For three years, Jensen said she saw many signs of an unwelcoming community for people of color.

JENSEN: My neighbor behind me who moved in had a Confederate flag on his truck, in his window and all of his friends wore Confederate flag T-shirts when they were painting his house. I lived next to him and he never said two words to me.

Jensen, who moved back to Minneapolis after she says her son was called the N-word in school, says too many in Valparaiso ignore the reality.

JENSEN: They need to deal with it. In saying nothing you’re saying a lot.

But one woman on the Northwest Indiana Race Relations Council says Valpo has been taking steps in the right direction in embracing diversity.

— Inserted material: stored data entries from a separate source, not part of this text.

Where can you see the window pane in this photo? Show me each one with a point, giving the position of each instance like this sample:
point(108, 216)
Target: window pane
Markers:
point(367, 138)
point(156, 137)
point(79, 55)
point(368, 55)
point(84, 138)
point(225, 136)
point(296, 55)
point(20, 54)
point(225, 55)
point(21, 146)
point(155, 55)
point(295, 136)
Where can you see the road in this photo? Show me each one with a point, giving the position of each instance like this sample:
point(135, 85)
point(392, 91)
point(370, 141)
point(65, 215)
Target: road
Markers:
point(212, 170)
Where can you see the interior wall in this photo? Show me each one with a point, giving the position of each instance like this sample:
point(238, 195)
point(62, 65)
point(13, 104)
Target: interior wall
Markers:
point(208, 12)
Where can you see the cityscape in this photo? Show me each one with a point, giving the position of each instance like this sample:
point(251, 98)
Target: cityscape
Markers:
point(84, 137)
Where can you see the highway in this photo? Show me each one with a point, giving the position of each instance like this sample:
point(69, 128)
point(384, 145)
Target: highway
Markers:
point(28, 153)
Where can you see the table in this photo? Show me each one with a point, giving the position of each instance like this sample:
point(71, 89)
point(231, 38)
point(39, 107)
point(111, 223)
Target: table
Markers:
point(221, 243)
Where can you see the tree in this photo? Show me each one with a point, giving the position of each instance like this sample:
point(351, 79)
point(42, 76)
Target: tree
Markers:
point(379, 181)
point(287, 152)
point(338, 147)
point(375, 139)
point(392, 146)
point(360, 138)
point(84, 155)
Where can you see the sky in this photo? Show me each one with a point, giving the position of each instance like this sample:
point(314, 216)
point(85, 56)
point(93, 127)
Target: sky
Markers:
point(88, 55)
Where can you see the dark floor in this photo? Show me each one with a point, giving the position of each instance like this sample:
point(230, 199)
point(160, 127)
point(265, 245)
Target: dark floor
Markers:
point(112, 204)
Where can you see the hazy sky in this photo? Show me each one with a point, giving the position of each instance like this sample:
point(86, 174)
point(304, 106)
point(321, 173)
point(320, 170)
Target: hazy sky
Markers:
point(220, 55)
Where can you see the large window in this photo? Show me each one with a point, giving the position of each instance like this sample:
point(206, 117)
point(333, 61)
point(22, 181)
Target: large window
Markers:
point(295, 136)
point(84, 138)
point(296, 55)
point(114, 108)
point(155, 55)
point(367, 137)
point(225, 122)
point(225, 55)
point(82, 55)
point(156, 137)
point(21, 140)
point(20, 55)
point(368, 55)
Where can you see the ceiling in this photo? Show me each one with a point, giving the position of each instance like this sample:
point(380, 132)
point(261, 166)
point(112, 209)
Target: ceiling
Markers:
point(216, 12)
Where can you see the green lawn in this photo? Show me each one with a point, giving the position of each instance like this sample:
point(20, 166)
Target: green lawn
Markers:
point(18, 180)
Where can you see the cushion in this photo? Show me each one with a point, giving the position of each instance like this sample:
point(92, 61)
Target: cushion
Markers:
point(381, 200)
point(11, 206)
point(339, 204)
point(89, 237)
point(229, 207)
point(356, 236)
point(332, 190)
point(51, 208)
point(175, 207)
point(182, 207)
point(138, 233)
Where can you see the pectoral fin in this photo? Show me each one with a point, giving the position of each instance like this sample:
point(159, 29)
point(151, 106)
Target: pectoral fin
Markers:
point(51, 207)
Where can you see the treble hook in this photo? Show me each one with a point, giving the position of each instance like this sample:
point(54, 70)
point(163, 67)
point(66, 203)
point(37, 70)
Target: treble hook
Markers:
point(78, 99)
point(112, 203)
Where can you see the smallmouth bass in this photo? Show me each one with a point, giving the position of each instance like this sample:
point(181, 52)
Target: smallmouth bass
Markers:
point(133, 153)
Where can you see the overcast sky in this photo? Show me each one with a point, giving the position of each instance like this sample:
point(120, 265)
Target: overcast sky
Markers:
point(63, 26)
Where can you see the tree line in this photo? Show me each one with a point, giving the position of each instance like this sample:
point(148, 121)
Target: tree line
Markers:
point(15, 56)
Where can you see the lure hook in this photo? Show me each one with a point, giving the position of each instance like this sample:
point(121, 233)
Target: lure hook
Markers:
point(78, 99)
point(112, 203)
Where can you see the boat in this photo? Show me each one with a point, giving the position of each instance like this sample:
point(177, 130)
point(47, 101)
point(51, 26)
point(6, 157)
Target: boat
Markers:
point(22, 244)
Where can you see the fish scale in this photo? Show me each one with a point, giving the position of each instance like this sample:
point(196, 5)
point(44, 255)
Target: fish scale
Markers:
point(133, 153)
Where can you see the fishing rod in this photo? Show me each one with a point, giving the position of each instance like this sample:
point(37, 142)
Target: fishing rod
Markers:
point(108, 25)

FREEMAN-WILSON: And that’s not always been the case in Valparaiso. That was one of the last urban areas to really integrate.

Karen Freeman-Wilson is a former attorney general in Indiana and one of two black woman to hold the post. She speculates that some people’s racist attitude toward the nation’s first black president Barack Obama and Valparaiso’s own efforts could be why such incidents have picked up recently.

FREEMAN-WILSON: Sometimes you think that maybe the pro-activity might have resulted in some backlash in terms of folks who are less forward thinking being threatened by some of the progressive things that the administration in Valparaiso has engaged in.

Valpo resident Robert Cotton says he feels he’s successfully assimilated into this community. But he knows assimilation alone isn’t enough to keep racial taunting from happening.

COTTON: Nothing would stop that.

But Cotton adds that for him as a black man a sense of belonging has developed here. He believes Valparaiso will continue its efforts to be more inclusive.

If not…

COTTON: We will perhaps fall under the same weight of what has plagued so many other cities and that’s diversity lasting from the time the first black person gets here to the time the last white person leaves.

The incident at the high school was solved. But so far, police say they have no leads in solving the other race-related crimes. The Human Relations Council hopes to sponsor a public forum to keep the dialogue going.